The silent vigil brought to light institutional issues and student-worker collaboration that would dictate the movements toward change to the present day.
“It ain’t over yet”
The most obvious antecedent to the 2016 Allen sit-in occurred not a year after the 1968 vigil. Known as the Allen “takeover,” the events of February 13, 1969 brought some of the same issues addressed in the vigil to a head and ended in violent fashion.
At 8 a.m., about 75 students from the Afro-American Society occupied the Allen Building and presented a list of thirteen demands, which included increasing black representation in the student body, setting up the department now known as African & African American Studies, ending mistreatment of black students by police and granting the occupying students total amnesty.
“We seized the building because we have been negotiating with the Duke administration and faculty concerning different issues that effect (sic) black students for 2 ½ years,” read a statement by the Afro-American Society after the sit-in began. “We have no meaningful results. We have exhausted all the so-called proper channels.”
The takeover ended ten hours later after police were summoned to the campus.

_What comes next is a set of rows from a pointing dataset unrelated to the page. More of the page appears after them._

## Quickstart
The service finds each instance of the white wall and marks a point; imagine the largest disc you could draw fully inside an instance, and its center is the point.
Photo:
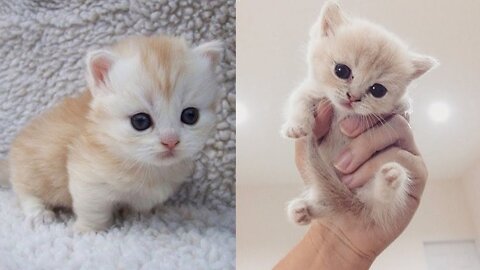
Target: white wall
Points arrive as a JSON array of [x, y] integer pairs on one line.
[[471, 185], [443, 215], [266, 235]]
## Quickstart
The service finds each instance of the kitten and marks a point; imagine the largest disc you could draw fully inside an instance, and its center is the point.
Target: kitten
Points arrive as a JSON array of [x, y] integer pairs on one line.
[[361, 69], [128, 141]]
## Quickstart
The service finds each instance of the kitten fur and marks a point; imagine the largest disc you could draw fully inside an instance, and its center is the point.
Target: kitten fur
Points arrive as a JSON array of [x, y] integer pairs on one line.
[[374, 56], [84, 154]]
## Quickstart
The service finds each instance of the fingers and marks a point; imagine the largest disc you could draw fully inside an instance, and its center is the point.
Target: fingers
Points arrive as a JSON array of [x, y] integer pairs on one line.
[[395, 131], [323, 119], [414, 165]]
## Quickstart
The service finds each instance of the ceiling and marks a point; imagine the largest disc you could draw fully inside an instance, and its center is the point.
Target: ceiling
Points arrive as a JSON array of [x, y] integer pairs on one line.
[[271, 41]]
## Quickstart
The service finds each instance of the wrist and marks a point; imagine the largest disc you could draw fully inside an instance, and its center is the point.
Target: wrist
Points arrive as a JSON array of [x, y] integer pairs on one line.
[[334, 250]]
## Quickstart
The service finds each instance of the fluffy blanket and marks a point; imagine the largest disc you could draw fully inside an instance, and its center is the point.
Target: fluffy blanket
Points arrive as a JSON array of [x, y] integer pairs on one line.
[[42, 48]]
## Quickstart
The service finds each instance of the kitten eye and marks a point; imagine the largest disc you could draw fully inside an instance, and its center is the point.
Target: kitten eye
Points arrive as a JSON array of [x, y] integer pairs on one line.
[[343, 71], [141, 121], [190, 116], [377, 90]]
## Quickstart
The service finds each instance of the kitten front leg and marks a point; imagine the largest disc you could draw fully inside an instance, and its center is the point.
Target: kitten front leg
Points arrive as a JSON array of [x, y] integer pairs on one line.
[[36, 212], [300, 112], [308, 206], [386, 195]]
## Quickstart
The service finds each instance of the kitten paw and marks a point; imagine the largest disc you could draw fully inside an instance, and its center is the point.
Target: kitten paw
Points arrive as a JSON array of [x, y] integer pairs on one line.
[[294, 131], [44, 216], [299, 212]]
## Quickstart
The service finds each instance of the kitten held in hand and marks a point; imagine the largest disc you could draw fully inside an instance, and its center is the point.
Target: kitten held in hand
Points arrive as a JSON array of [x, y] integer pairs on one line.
[[362, 70], [129, 141]]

Even after the 75 students had exited the building peacefully—chanting, “It ain’t over yet, baby!”—police unleashed tear gas on them and the crowd that had gathered near the main quad, much of which had gathered in solidarity with the students inside.
The parallels between the 1969 and 2016 sit-ins are striking at first glance. In many ways, they demonstrate just how little has changed in the intervening 47 years. (A freshman interviewed during the 1968 vigil may have said it best: “It takes a long time to get things changed at Duke.”) One cannot read, for example, the calls by the 1969 protesters to end police brutality without noticing the resemblance to current events. And the call for a more fair minimum wage has not changed—only this time it was $15, not $1.60.

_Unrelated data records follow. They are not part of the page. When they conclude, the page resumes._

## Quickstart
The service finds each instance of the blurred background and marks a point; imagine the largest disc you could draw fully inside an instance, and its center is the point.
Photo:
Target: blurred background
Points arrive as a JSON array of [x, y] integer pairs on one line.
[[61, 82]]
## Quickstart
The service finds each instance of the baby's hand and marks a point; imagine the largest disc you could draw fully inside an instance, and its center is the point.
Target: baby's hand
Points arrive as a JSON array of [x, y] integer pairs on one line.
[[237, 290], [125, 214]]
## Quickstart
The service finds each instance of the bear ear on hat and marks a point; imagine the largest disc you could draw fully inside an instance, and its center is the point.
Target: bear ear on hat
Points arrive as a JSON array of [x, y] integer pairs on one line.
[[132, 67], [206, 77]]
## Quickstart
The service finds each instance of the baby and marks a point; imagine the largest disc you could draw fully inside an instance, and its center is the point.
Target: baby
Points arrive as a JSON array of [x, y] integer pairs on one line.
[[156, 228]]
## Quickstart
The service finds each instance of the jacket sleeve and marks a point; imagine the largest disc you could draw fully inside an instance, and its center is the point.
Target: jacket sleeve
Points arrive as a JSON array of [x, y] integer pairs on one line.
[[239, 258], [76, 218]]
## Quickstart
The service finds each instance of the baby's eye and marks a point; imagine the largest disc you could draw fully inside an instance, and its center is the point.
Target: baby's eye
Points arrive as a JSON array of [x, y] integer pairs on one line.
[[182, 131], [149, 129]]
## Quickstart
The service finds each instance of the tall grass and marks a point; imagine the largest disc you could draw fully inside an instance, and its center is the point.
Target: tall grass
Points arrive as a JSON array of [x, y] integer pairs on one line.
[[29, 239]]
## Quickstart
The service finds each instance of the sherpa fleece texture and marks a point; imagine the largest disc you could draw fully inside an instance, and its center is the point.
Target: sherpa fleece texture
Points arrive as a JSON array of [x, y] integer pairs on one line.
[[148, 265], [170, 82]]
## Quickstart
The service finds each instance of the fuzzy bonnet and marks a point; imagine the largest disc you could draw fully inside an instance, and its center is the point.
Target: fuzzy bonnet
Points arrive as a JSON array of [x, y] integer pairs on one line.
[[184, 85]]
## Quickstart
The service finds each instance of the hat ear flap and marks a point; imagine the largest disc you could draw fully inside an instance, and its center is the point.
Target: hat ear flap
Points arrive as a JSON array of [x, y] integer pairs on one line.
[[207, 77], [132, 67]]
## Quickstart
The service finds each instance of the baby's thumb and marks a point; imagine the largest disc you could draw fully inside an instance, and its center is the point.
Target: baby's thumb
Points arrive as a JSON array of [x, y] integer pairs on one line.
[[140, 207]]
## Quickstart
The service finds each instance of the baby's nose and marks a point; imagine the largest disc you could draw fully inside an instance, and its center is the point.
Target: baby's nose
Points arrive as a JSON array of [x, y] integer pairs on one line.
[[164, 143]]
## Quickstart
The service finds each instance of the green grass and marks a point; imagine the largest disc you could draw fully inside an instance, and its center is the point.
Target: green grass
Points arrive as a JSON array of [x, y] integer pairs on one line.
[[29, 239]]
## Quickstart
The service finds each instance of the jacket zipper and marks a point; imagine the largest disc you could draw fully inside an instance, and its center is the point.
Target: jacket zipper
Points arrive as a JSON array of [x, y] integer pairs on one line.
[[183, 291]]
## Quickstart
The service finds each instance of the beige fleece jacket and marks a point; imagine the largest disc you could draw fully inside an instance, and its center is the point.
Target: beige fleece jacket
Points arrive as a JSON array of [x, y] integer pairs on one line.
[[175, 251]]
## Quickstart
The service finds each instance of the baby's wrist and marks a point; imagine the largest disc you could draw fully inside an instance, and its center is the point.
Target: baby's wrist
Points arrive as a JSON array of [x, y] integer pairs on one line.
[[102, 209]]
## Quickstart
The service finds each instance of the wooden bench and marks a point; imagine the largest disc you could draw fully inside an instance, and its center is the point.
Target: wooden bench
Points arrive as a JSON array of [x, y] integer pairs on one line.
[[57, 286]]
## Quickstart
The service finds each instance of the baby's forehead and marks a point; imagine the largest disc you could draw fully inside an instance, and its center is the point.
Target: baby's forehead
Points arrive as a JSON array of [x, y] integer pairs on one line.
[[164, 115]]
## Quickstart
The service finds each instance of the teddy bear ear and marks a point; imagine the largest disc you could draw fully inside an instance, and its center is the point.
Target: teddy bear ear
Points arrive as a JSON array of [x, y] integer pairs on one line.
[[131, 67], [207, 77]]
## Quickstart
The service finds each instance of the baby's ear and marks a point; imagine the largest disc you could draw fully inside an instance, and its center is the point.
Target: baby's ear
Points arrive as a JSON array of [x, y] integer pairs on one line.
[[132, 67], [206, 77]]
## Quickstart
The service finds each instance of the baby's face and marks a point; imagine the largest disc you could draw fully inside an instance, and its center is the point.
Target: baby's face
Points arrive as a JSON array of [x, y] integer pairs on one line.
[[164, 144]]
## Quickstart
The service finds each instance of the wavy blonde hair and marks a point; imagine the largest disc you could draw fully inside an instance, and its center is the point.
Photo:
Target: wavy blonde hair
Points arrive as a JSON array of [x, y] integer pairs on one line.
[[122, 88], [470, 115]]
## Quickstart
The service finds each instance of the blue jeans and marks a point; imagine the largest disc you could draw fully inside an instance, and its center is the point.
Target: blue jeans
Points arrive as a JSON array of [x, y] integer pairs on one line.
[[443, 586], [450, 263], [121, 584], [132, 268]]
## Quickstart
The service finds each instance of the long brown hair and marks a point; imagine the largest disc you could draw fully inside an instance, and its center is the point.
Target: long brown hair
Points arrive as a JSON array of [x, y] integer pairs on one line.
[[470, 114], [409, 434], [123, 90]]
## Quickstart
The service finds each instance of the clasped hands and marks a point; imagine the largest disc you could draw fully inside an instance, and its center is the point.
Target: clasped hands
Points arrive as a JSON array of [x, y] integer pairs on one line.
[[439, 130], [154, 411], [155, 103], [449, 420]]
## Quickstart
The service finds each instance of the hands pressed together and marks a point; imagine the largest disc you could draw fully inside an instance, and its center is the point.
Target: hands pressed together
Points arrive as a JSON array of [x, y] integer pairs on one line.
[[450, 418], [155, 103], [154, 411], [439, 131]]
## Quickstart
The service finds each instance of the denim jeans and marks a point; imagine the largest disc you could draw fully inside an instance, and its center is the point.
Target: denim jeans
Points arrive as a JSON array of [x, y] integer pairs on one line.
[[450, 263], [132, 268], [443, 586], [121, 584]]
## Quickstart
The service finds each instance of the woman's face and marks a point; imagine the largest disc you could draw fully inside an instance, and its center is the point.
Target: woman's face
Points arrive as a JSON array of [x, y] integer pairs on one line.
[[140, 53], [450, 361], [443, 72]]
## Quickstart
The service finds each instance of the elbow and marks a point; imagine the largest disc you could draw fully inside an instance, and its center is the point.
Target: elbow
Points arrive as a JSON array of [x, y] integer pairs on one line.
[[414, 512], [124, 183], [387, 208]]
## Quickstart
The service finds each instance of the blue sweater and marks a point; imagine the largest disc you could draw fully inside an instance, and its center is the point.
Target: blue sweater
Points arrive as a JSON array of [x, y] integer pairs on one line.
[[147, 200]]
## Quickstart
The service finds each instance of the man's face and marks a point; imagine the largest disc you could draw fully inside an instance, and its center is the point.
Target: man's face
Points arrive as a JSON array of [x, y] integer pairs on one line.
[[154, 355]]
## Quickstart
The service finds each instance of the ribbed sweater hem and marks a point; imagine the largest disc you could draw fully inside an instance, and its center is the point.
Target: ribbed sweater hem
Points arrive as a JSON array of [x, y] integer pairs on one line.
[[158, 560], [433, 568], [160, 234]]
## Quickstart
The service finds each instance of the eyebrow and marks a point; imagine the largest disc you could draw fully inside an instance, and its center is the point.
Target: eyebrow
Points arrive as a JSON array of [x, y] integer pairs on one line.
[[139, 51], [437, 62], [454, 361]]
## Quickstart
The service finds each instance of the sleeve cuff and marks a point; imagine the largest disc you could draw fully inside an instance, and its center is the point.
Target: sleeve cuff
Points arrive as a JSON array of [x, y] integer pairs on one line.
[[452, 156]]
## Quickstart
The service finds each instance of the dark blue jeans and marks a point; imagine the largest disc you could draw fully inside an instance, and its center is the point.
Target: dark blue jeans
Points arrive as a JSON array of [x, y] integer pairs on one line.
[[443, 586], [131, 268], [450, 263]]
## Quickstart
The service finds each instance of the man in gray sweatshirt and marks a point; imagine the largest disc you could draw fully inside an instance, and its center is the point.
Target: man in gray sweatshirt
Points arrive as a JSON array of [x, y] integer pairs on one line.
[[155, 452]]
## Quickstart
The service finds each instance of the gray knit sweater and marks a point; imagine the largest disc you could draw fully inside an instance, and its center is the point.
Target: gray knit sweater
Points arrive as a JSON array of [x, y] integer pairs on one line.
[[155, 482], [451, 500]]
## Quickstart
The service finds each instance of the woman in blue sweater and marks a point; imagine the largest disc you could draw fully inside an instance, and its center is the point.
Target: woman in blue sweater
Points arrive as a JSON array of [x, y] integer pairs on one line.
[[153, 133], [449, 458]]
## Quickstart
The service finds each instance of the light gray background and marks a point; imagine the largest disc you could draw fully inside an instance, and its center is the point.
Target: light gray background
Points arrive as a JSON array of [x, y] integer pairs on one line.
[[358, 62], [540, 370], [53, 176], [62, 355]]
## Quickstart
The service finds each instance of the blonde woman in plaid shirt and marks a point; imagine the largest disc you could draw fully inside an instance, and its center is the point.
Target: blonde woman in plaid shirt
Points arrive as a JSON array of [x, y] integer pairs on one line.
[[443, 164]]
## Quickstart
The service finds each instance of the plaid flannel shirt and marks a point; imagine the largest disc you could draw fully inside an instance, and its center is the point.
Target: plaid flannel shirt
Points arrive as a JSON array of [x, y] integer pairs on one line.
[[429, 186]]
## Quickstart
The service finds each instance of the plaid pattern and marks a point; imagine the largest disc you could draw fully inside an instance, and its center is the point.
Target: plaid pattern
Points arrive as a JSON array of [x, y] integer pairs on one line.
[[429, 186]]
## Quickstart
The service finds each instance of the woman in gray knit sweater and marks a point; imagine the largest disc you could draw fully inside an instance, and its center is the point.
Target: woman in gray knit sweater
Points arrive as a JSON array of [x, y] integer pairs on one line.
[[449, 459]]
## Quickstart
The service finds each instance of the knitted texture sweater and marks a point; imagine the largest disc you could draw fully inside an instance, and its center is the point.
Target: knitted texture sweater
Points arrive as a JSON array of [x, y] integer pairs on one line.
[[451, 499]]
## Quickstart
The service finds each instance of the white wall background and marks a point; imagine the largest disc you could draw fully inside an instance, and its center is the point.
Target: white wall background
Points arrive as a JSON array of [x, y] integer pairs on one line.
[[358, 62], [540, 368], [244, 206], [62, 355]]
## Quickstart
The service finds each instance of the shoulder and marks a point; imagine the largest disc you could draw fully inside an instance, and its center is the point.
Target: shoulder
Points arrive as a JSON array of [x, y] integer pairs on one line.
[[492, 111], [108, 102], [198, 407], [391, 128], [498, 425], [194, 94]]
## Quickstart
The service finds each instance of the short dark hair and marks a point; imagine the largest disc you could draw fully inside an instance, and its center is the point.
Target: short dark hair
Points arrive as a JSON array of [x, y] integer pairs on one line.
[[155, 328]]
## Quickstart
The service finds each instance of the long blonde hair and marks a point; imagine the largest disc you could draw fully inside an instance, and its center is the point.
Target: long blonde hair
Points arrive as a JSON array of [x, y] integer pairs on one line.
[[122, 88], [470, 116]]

Haft was quick to note, though, that the two sit-ins differed in a key respect: while the 1969 takeover was orchestrated by a black affinity group, the Afro-American Society, the organizers of the 2016 sit-in, DSWS, have a pro-worker vision while aiming to represent the interests of all marginalized groups. Increasingly, protest movements interconnect the struggles of many.
“With the people power that we generate, we’re not just single-mindedly going towards this anti-racist, pro-worker vision,” Haft said. “We understand that we cannot be free until black people are free, and until workers are treated with dignity. But also that our liberation is tied up with the liberation of [all]—everybody has to be free, period.”
“They know we’re coming”
Between 1969 and 2016, a number of protest movements have effected real change at Duke. Although it often goes unseen, activism and administrative pressure is often necessary to bring about reform.

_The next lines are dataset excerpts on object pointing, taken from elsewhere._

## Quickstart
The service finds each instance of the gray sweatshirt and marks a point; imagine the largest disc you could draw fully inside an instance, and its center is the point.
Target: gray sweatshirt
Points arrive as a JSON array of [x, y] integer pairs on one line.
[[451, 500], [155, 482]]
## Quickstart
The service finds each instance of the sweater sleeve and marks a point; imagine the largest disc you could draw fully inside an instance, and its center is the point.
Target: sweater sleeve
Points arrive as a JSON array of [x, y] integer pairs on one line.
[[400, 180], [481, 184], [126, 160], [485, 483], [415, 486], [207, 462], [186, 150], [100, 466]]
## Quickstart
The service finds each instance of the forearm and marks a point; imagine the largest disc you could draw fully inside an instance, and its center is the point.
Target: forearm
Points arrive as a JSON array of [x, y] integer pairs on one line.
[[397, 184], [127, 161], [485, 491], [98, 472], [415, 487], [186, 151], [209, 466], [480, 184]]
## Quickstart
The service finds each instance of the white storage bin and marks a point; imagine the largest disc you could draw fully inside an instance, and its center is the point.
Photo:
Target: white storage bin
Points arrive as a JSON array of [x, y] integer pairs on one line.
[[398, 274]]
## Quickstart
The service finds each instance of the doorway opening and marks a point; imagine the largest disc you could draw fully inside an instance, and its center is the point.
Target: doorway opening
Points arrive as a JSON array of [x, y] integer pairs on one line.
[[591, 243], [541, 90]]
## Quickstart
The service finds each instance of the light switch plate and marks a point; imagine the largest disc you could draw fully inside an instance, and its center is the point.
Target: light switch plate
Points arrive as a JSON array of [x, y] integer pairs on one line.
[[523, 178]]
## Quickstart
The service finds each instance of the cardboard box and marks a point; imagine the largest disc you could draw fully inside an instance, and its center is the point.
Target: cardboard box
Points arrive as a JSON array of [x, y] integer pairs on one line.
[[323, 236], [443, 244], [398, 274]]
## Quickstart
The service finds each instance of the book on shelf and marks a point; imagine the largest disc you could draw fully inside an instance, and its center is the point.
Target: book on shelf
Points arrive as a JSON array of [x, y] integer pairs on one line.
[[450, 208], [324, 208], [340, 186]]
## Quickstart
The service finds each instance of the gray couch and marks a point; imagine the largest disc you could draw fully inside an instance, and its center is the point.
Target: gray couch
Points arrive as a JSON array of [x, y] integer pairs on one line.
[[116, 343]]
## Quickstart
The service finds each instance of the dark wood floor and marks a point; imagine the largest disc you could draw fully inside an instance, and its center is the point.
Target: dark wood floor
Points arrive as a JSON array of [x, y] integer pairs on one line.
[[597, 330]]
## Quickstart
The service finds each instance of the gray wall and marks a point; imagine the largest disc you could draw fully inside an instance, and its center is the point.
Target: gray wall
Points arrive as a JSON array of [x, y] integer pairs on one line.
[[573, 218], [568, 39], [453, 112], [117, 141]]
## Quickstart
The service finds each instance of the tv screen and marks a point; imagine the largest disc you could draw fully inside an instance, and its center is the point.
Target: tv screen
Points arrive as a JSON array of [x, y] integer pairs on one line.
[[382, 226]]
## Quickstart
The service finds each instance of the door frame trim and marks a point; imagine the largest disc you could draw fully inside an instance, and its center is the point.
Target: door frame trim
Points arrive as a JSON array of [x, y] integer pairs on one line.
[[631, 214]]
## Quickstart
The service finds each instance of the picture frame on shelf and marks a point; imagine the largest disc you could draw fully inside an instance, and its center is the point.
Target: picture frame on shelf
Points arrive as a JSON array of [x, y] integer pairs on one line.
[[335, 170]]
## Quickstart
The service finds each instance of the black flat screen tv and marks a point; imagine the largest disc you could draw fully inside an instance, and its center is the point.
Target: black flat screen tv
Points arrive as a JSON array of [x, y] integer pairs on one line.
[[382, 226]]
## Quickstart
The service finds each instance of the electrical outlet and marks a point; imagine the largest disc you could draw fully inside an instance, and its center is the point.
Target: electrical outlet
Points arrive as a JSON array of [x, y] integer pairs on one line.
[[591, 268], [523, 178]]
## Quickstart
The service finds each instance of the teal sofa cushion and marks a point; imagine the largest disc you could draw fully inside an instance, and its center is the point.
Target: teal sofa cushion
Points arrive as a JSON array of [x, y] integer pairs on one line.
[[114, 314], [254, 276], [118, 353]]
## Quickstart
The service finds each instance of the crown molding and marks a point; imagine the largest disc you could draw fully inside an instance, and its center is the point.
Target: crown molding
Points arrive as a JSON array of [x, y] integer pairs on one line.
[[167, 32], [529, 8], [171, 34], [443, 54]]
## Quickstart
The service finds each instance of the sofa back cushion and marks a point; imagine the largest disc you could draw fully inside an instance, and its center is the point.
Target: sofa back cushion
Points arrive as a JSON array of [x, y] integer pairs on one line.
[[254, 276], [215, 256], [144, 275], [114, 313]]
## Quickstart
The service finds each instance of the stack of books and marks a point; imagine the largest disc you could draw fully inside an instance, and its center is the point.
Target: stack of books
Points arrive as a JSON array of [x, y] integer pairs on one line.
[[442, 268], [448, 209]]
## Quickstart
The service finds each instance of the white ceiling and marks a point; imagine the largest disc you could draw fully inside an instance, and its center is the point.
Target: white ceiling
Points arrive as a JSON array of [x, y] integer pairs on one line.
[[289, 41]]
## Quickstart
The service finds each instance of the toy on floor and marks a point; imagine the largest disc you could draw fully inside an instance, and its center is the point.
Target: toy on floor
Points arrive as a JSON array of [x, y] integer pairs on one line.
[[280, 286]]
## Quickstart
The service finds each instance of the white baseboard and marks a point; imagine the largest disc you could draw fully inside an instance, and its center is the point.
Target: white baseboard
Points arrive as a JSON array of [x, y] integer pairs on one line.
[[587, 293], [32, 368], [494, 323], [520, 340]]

A zine published by Haft and DSWS earlier this year chronicled some of the progress made by workers and students in the last 50 years. The last official “protest” acknowledged in a 2013 online exhibit on Duke’s black history took place in 1975, yet an investigation of the gains made since then—like the establishment of the Mary Lou Williams Center for Black Culture, the 1985 resolution to double the number of black faculty and the decision to cut ties with South Africa during Apartheid—reveals they were only possible through protest.
Indeed, Duke’s history is filled with instances of protest, many of which go unremembered even if their goals succeed. Speaking on the April 2016 Allen sit-in, Haft acknowledged that while many of the demands of the nine students have not been met, one of the most powerful victories of the protest—aside from a push to a $13 minimum wage for full-time employees—was inspiring fear in the administration.
“They know we’re coming, and they know we’re winning,” Haft said.
It may take a long time to get things changed at Duke, but, as in society as a whole, protest has proven to be an essential tool in enacting those changes. In a year as turbulent as 2016, this is a lesson worth remembering.